Terracotta Discussion Forums (LEGACY READ-ONLY ARCHIVE)

Hi,
I have a problem when tc client got lots of concurrent requests :
Code:

 2008-09-02 11:11:07,298 [TCComm Main Selector Thread] INFO com.tc.net.core.TCConnectionManager - error event on connection com.tc.net.core.TCConnectionJDK14@745028604: connected: true, closed: false local=127.0.0.1:27868 remote=127.0.0.1:9510 connect=[Tue Sep 02 10:55:57 CST 2008] idle=728ms [90549 read, 8598825 write]: Broken pipe

tc client disconnected with tc server after that,and all the threads to handle the requests blocked to wait the reponses of tc.

BTW,I am using terracotta-2.6.2 with the module of EHCache.

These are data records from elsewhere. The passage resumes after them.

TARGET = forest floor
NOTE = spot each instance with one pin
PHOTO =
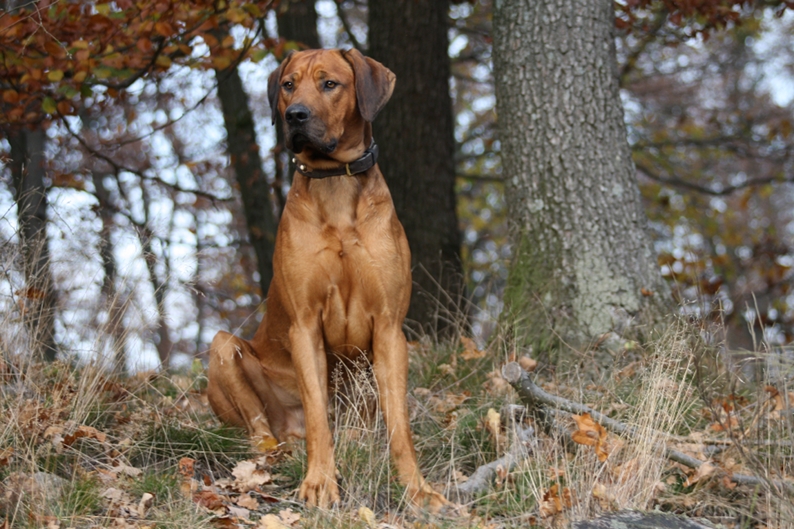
(82, 448)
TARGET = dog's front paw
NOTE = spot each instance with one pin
(425, 497)
(319, 489)
(264, 443)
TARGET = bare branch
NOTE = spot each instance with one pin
(727, 190)
(536, 398)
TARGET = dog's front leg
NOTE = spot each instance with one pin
(308, 356)
(390, 363)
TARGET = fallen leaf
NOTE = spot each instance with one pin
(288, 516)
(470, 350)
(271, 521)
(493, 423)
(145, 504)
(113, 494)
(248, 477)
(367, 516)
(248, 502)
(239, 512)
(84, 431)
(186, 467)
(591, 433)
(527, 364)
(703, 471)
(127, 470)
(208, 499)
(553, 503)
(5, 456)
(605, 497)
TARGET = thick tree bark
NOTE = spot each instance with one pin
(583, 262)
(38, 297)
(244, 153)
(416, 137)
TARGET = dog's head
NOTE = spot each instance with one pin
(326, 98)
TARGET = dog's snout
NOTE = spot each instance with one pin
(297, 114)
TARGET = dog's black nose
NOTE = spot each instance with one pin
(297, 114)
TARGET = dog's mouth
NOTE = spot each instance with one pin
(298, 142)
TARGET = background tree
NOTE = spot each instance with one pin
(582, 265)
(417, 157)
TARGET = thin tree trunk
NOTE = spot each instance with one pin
(247, 163)
(297, 22)
(38, 297)
(416, 137)
(164, 343)
(583, 261)
(113, 303)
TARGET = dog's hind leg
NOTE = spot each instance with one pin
(238, 388)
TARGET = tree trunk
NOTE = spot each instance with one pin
(38, 298)
(112, 301)
(244, 153)
(297, 22)
(164, 343)
(417, 147)
(583, 262)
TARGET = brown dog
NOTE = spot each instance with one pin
(342, 277)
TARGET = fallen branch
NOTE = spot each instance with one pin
(482, 478)
(535, 398)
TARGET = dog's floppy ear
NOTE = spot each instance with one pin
(374, 83)
(274, 87)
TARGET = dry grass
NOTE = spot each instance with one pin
(68, 429)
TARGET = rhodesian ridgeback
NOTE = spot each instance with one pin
(341, 283)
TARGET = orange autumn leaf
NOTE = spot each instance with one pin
(553, 502)
(591, 433)
(208, 499)
(84, 431)
(470, 350)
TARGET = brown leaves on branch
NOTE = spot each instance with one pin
(53, 57)
(699, 16)
(591, 433)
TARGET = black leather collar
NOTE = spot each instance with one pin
(367, 160)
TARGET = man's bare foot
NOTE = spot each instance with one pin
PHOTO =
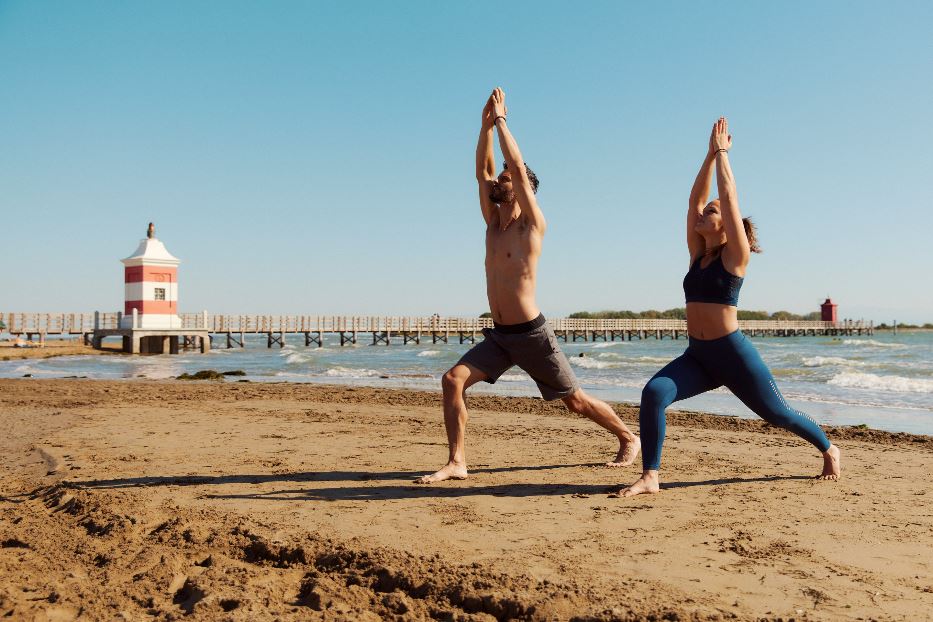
(832, 464)
(451, 471)
(646, 484)
(628, 451)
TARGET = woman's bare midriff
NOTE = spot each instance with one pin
(710, 320)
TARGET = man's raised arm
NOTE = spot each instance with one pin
(521, 185)
(485, 163)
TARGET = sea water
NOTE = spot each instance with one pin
(884, 381)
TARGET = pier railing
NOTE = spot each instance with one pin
(387, 326)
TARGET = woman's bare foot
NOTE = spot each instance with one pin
(628, 451)
(646, 484)
(452, 470)
(832, 464)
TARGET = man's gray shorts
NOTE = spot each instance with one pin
(533, 347)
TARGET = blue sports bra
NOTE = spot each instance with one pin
(712, 283)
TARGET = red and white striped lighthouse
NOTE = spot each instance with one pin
(151, 286)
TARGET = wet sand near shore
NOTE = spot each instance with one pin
(242, 501)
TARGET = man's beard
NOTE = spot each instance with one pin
(500, 196)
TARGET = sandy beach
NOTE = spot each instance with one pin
(239, 501)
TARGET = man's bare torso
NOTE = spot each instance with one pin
(511, 270)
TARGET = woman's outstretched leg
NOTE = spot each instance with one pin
(752, 382)
(681, 378)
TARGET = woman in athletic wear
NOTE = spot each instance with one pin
(720, 242)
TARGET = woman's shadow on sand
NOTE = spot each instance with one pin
(404, 489)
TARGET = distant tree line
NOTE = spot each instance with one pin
(680, 313)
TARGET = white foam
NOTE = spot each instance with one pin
(823, 361)
(513, 377)
(871, 343)
(591, 363)
(895, 384)
(296, 357)
(346, 372)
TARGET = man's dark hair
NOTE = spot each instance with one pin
(532, 178)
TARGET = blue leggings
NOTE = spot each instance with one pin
(706, 365)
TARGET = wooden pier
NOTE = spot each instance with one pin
(309, 330)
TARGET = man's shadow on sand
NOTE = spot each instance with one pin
(397, 491)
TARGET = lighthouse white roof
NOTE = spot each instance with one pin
(151, 251)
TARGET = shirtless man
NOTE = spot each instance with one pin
(514, 232)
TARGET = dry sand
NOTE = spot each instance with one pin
(214, 501)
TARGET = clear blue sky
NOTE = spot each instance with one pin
(318, 157)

i got this error again today

Code:

 2008-09-02 19:34:10,555 [TCComm Main Selector Thread] INFO com.tc.net.core.TCConnectionManager - error event on connection com.tc.net.core.TCConnectionJDK14@1688936871: connected: true, closed: false local=192.168.0.216:62066 remote=192.168.0.216:9510 connect=[Mon Sep 01 11:49:53 CST 2008] idle=117ms [39108458 read, 623439915 write]: Broken pipe
 2008-09-02 19:34:11,248 [TCComm Main Selector Thread] WARN com.tc.net.core.CoreNIOServices - Exception trying to shutdown socket output: Transport endpoint is not connected

Ok. It will help if you explain the environment and situation in more detail.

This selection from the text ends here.